Discussion on BSNLP/SIGSLAV Activities, 10 Sep 2015 — Notes
A discussion on BSNLP/SIGSLAV activities was held on September the 10th, 2015, at the 5th Workshop on Balto-Slavic Natural Language Processing (BSNLP 2015), organized as part of the 10th International Conference on Recent Advances in Natural Language Processing (RANLP 2015) in Hissar, Bulgaria. Participants in the discussion were the participants of the BSNLP 2015 workshop, most of whom are also members of SIGSLAV. The discussion was moderated by Roman Yangarber, the vice-chair of SIGSLAV.
Bellow are notes from the discussion, organized by the main points discussed. Notes were compiled by Roman Yangarber and Jan Šnajder.
DISCLAIMER: The notes may be incomplete. There is a possibility that some items are incorrect or wrongly attributed. Participants of the discussion are kindly invited to amend the minutes and report corrections in the SIGSLAV on-line forum. Thank you for your understanding.
(1) SIGSLAV activities
* Kiril Simov mentioned CLARIN research support
* Tomas Krilavičius mentioned that CLARIN would like its resources to be used more, perhaps we can join efforts
* someone: we should publicize resources that are not 100% complete
* Josef Steiberger: We should consider applying for a networking project.
* We discussed whether SIGSLAV should invest efforts into maintaining resources
* Tanja Samardžić thinks we shouldn't
* Jan Šnajder prefers to invest effort in networking
* Josef Steinberger thinks a discussion forum is enough
(2) Making BSNLP a premiere event
* Tanja Samadržić suggested to enforce multilingual evaluation on Slavic languages to make the papers more attractive, e.g., make it mandatory that everyone should evaluate on at least five Slavic languages.
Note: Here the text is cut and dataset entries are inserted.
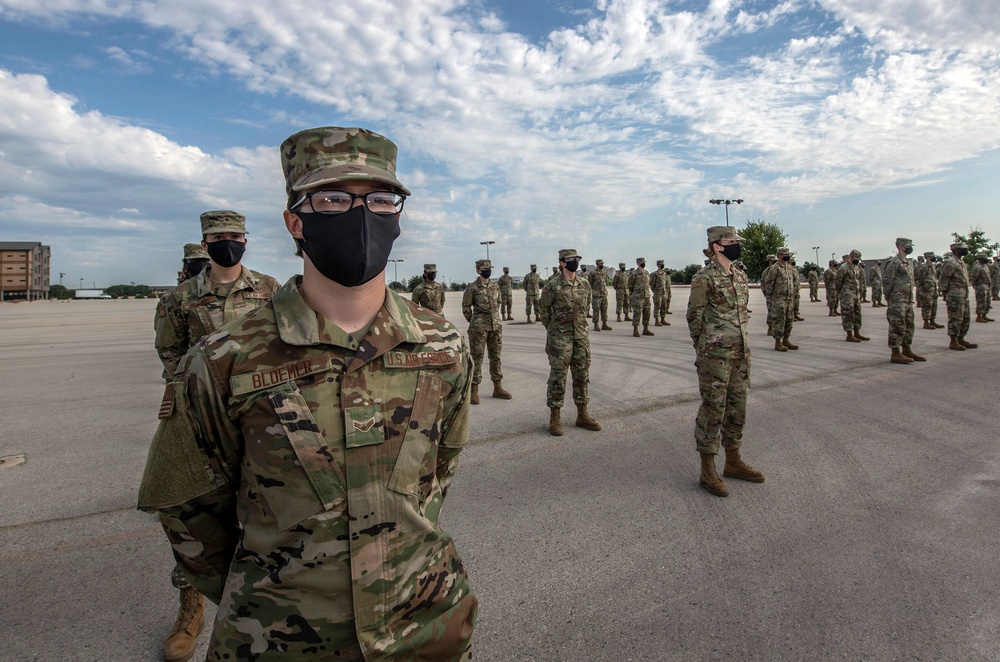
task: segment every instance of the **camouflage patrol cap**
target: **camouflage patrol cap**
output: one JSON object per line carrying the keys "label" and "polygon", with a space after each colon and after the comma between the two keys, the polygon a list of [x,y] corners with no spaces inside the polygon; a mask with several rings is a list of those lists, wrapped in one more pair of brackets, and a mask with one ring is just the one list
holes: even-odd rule
{"label": "camouflage patrol cap", "polygon": [[537,265],[537,264],[532,264],[532,265],[529,265],[529,266],[530,266],[530,267],[531,267],[532,269],[537,269],[537,268],[538,268],[538,265]]}
{"label": "camouflage patrol cap", "polygon": [[480,269],[492,269],[493,263],[489,260],[476,260],[476,271]]}
{"label": "camouflage patrol cap", "polygon": [[896,245],[906,248],[907,246],[913,245],[913,240],[907,239],[906,237],[896,237]]}
{"label": "camouflage patrol cap", "polygon": [[247,233],[247,219],[243,214],[237,214],[228,209],[207,211],[201,215],[201,233],[217,234],[220,232]]}
{"label": "camouflage patrol cap", "polygon": [[788,250],[787,246],[782,246],[778,249],[778,255],[791,255],[792,251]]}
{"label": "camouflage patrol cap", "polygon": [[580,254],[576,252],[575,248],[564,248],[559,251],[559,261],[565,262],[566,260],[572,260],[573,258],[579,258]]}
{"label": "camouflage patrol cap", "polygon": [[184,259],[185,260],[210,260],[208,253],[201,244],[184,244]]}
{"label": "camouflage patrol cap", "polygon": [[289,204],[294,192],[337,182],[379,182],[410,195],[396,179],[396,144],[357,127],[321,126],[289,136],[281,143],[281,171]]}
{"label": "camouflage patrol cap", "polygon": [[644,257],[637,257],[637,258],[635,258],[635,263],[636,264],[639,264],[640,262],[645,262],[645,261],[646,261],[646,258],[644,258]]}
{"label": "camouflage patrol cap", "polygon": [[425,264],[424,265],[424,271],[437,271],[437,270],[438,270],[438,265],[436,265],[436,264]]}
{"label": "camouflage patrol cap", "polygon": [[851,251],[851,257],[861,257],[861,251],[855,248],[853,251]]}
{"label": "camouflage patrol cap", "polygon": [[625,264],[624,262],[619,262],[619,263],[618,263],[618,268],[619,268],[619,269],[624,269],[624,268],[625,268],[626,266],[627,266],[627,265],[626,265],[626,264]]}
{"label": "camouflage patrol cap", "polygon": [[924,251],[924,257],[934,257],[934,251]]}
{"label": "camouflage patrol cap", "polygon": [[837,261],[836,260],[830,260],[829,264],[830,264],[831,267],[835,267],[835,266],[837,266]]}
{"label": "camouflage patrol cap", "polygon": [[656,261],[656,266],[662,267],[663,266],[663,260],[657,260]]}
{"label": "camouflage patrol cap", "polygon": [[988,260],[988,259],[990,259],[990,256],[987,255],[986,253],[983,253],[982,251],[980,251],[979,253],[976,253],[976,259],[980,259],[980,258],[985,258],[985,259]]}
{"label": "camouflage patrol cap", "polygon": [[967,248],[969,248],[969,246],[964,241],[956,241],[954,244],[952,244],[948,248],[950,248],[953,251],[957,251],[960,248],[966,248],[967,249]]}
{"label": "camouflage patrol cap", "polygon": [[778,256],[777,256],[777,255],[775,255],[774,253],[768,253],[768,254],[767,254],[767,259],[768,259],[768,260],[771,260],[771,261],[773,262],[774,260],[777,260],[777,259],[778,259]]}
{"label": "camouflage patrol cap", "polygon": [[597,259],[597,266],[599,266],[599,267],[603,267],[603,266],[604,266],[604,260],[602,260],[602,259],[598,258],[598,259]]}
{"label": "camouflage patrol cap", "polygon": [[730,227],[728,225],[714,225],[710,227],[707,231],[708,243],[714,244],[717,241],[722,241],[723,239],[735,239],[736,241],[743,241],[737,232],[736,228]]}
{"label": "camouflage patrol cap", "polygon": [[846,260],[847,258],[849,258],[851,256],[850,256],[850,254],[844,254],[844,255],[841,255],[840,257]]}

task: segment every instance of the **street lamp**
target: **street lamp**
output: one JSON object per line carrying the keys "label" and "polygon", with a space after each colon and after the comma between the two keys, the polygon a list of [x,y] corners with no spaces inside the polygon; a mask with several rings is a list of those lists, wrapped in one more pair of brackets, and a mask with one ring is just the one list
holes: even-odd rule
{"label": "street lamp", "polygon": [[813,246],[813,250],[816,251],[816,266],[819,266],[819,246]]}
{"label": "street lamp", "polygon": [[399,282],[399,263],[403,260],[389,260],[392,262],[392,282]]}
{"label": "street lamp", "polygon": [[81,290],[83,289],[83,279],[82,278],[80,279],[80,289]]}
{"label": "street lamp", "polygon": [[62,272],[62,271],[59,272],[59,285],[60,286],[62,286],[62,277],[65,276],[65,275],[66,274],[64,272]]}
{"label": "street lamp", "polygon": [[713,205],[726,205],[726,225],[729,225],[729,205],[742,204],[743,200],[709,200],[709,204]]}
{"label": "street lamp", "polygon": [[492,246],[495,243],[497,243],[497,242],[495,242],[495,241],[481,241],[481,242],[479,242],[480,246],[485,246],[486,247],[486,259],[487,260],[490,259],[490,246]]}

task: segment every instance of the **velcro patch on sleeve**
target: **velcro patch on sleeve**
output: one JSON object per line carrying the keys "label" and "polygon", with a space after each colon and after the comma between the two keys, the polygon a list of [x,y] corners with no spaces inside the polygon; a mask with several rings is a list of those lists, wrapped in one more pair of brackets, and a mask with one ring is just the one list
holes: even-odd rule
{"label": "velcro patch on sleeve", "polygon": [[174,413],[174,383],[170,382],[167,384],[167,388],[163,390],[163,399],[160,400],[159,418],[170,418],[170,414],[172,413]]}
{"label": "velcro patch on sleeve", "polygon": [[458,354],[450,349],[443,352],[393,351],[382,356],[382,365],[386,368],[432,368],[456,363]]}
{"label": "velcro patch on sleeve", "polygon": [[270,292],[244,292],[243,293],[243,298],[244,299],[270,299],[271,298],[271,293]]}
{"label": "velcro patch on sleeve", "polygon": [[313,356],[296,363],[265,368],[256,372],[233,375],[229,379],[234,396],[241,396],[254,391],[261,391],[286,382],[293,382],[309,375],[326,372],[331,369],[330,359],[325,356]]}

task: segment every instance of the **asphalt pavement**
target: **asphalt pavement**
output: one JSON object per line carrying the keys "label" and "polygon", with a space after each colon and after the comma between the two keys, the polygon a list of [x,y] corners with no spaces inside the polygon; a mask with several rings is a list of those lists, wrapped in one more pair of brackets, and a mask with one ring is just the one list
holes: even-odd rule
{"label": "asphalt pavement", "polygon": [[[751,291],[743,455],[767,481],[720,499],[697,483],[687,290],[654,337],[613,315],[592,334],[604,429],[570,405],[563,437],[515,293],[514,399],[484,384],[443,515],[481,601],[476,660],[1000,659],[1000,323],[955,352],[918,321],[927,363],[893,365],[884,308],[859,345],[803,296],[801,349],[778,353]],[[153,306],[0,305],[0,660],[160,659],[172,558],[134,509],[163,388]]]}

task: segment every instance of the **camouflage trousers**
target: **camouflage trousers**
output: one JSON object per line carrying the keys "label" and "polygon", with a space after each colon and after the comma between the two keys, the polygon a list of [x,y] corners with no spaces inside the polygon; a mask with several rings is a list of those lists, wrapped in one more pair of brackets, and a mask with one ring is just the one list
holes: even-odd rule
{"label": "camouflage trousers", "polygon": [[191,588],[191,582],[184,576],[179,565],[174,565],[174,569],[170,571],[170,583],[176,589]]}
{"label": "camouflage trousers", "polygon": [[[874,292],[872,297],[875,297]],[[913,304],[908,301],[891,301],[885,309],[889,322],[889,347],[913,344]]]}
{"label": "camouflage trousers", "polygon": [[944,303],[948,307],[948,335],[961,338],[969,332],[969,293],[947,296]]}
{"label": "camouflage trousers", "polygon": [[787,338],[792,335],[795,322],[795,302],[792,299],[771,297],[771,335]]}
{"label": "camouflage trousers", "polygon": [[937,292],[934,292],[933,294],[918,294],[917,302],[920,305],[920,313],[925,322],[931,322],[937,319]]}
{"label": "camouflage trousers", "polygon": [[816,283],[815,285],[809,283],[809,300],[819,301],[819,283]]}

This improves chances for acceptance in ACL
* Josef Steinberger noted that data is a problem
* Josef Steinberger (on BSNLP frequency): a 2-years cycle is optimal
* Hana Skoumalová: The event has to be listed in conference ranking lists to be attractive.
* Josef Steinberger: extended papers should be published in a journal
* someone: open access journal is preferred
* Natalia Loukachevitch remarked that a "workshop" (in contrast to a conference) cannot be a premiere event
* Points that everybody seems to agree on:
* we need high-quality reviews
* we might consider including author response period
* papers should be indexed in a database of conferences - authors need points
* we should consider publishing extended papers in a special issue of journal
* do we prefer open-access journals?
(3) BSNLP shared task
* Jan Šnajder presented the three task types:
* (1) "Cracking the language barrier"
* Tasks that aim to directly bridge the language gap between Slavic Languages: MT tasks between Slavic languages, bilingual lexica, comparable corpora etc.
* (2) Cross-lingual
* Tasks aiming at cross-lingual text analysis to get the maximum of the data.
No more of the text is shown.